Le demandeur n'est pas crédible. Le tribunal est dans l'incapacité de concilier les heures ouvrables des douanes togolaises et la corruption des militaires affectés à la circulation avec les « droits » du peuple du Togo confisqués par le gouvernement de ce pays. Le tribunal constate que le demandeur a dit n'importe quoi pour justifier son ignorance.

(Décision du tribunal, le 8 septembre 2005, dossier du tribunal à la page 6)

[10]            Le demandeur allègue qu'il a expliqué, de façon raisonnable, le contenu des dépliants qu'il dispensait au nom de l'UFC et que le tribunal a erré en le trouvant non crédible sur ce point. De plus, le demandeur prétend que si ses réponses semblaient être vagues, c'est plutôt parce qu'il n'a jamais fait d'études et que le tribunal utilisait un langage qu'il ne pouvait pas comprendre. Le procès verbal, à la page 323, précise :

Q. Qu'est-ce que ça disait ces tracts?

R. Je peux pas dire les dates exactes, mais je sais que je l'ai fait jusqu'à mon départ, déposer de temps à autre des tracts dans la rue.
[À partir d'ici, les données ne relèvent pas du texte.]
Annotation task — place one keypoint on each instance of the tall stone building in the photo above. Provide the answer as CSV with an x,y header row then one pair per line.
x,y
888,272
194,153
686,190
- donnez-moi des exemples.

R. Le dernier dont je me suis souvenu avant les élections, c'est le tract disait qu'on devait se mobiliser pour confisquer, pour retrouver les droits confisqués par les autorités gouvernementales.

Q. C'était quels droits ça, Monsieur?

R. C'est ce que le tract a dit, c'est parce que c'est pas moi qui l'ai écrit.

Q. Oui, mais Monsieur, est-ce que vous l'avez vu le tract?

R. (...non traduit...)

-OK

Q. Pouvez-vous me dire quels sont les droits que le gouvernement avait confisqués?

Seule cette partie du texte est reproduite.